Re: [Issue] timer callback registered with mod_timer is getting called beforetime

From: Frederic Weisbecker
Date: Fri Sep 24 2021 - 06:38:16 EST


Hi Maninder,

On Fri, Sep 24, 2021 at 12:23:10PM +0530, Maninder Singh wrote:
> Hi,
>
>
> we are facing issue of early invocation of timer callback(kernel versio 5.4), Is it known issue for timer callback?
>
> As we checekd code if CPU responsible for updating jiffies value(lets say CPU0) has interrupts disabled for 60 ms
> and in mean time other CPU(CPU1) registers new timer for (jiffies + x) value. its callback will be called before time.
>
> As it reads old jiffies value and register callback for x jiffies afterwards, but instead it is called
> at x - y jiffies. (y is lapsed period which CPU 1 does not know from jiffies)
>
>
> CPU 0 CPU 1
>
> // last jiffies updated
> local_irq_disable(); do_some_work()
> do_work() ....
> ... ....
> ... ....
> ... // 60 ms mod_timer(&timer, jiffies + x); // read old jiffies value
> local_irq_enable() ...
> // new jiffies updated with // timer interrupt reads updated jiffies and calls callback function where x was not actually passed on HW clock.
> // jiffies + 16
>
>
> we tried with TC (with 500 ms irq disable just to check behaviour, in actual issue it was 60 ms IRQ disable)
>
> // IRQs disabled on same CPU0 responsible for jiffies updation for 500 mili seconds
>
> [23.5598] ##### disable IRQs
> [24.0600] ##### registered timer 25025334960 5887 //registered timer at HW clock 25.025 seconds for 600 ms at 5887 jiffies on CPU1
>
> [24.0604] ##### ticks change abruptly 5887 124 //IQRS enabled, CPU0 increments 124 jiffies colllectively because of irq disable long time
>
> [24.1595] ##### timer called 25124783406 6037 // as per jiffies callback trigger at 6037 jiffies i.e. after 150 jiffies(600ms)
> // but HW clock is passed only 100 milliseconds.
>
>
>
> Is it known behaviour for timers?
> because only 1 CPU is assigned to update jiffies work to call do_timer utill unless it goes to idle state and pass ownership to other CPU.
>
> we tried by making all CPU to handle code for jiffies updation (it will add performance hit)
> but then no issue of abrupt jiffies change occured on system.

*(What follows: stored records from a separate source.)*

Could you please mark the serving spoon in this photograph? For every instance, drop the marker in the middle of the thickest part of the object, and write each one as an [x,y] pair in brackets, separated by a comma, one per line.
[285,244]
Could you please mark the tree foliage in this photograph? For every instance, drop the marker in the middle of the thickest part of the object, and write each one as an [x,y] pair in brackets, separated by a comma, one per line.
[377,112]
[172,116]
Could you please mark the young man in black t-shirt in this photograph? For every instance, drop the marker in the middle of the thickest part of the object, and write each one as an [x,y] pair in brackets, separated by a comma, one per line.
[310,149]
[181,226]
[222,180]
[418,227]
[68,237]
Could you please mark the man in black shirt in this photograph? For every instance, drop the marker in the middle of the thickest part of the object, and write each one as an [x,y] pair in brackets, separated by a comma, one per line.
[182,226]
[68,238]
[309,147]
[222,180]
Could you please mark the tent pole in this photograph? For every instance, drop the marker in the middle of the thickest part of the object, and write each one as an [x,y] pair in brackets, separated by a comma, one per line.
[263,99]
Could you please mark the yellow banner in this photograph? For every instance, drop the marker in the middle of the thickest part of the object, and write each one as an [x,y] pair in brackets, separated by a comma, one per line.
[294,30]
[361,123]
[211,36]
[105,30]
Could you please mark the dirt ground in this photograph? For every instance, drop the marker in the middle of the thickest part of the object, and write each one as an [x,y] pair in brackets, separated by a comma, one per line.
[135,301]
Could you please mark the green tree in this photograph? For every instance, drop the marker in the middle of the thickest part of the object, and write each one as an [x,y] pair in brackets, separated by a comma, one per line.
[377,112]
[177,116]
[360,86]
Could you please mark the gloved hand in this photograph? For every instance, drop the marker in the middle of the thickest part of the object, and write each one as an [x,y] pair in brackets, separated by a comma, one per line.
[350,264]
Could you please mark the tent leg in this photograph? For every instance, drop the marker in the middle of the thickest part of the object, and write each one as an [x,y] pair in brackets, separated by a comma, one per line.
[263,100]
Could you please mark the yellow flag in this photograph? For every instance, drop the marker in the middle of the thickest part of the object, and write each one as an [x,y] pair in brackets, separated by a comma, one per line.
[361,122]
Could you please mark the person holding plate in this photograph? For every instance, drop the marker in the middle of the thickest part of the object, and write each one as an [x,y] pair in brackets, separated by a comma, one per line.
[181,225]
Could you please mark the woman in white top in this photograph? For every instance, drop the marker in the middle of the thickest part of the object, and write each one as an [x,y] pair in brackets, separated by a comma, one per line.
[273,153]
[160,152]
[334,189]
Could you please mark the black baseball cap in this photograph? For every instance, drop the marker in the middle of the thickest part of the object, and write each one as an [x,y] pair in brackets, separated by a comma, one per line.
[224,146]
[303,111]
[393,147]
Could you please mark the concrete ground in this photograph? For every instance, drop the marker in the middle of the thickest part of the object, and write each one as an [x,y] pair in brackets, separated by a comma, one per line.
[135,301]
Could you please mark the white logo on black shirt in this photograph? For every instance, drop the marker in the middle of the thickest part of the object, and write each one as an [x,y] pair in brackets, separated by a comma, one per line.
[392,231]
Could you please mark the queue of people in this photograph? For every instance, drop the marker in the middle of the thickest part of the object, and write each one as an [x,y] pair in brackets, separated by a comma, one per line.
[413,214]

First of all, are you meeting this issue specifically on NOHZ_FULL? Because
there is a pending fix for a related matter there:

https://lore.kernel.org/lkml/20210915142303.24297-1-frederic@xxxxxxxxxx/

As for what you're reporting here, I think the core problem is the fact that the
timekeeper (jiffies updater) is stuck with IRQs disabled for way too long. Even
one millisecond is too much to tolerate. Do you have any idea about the source of
that situation?

Thanks.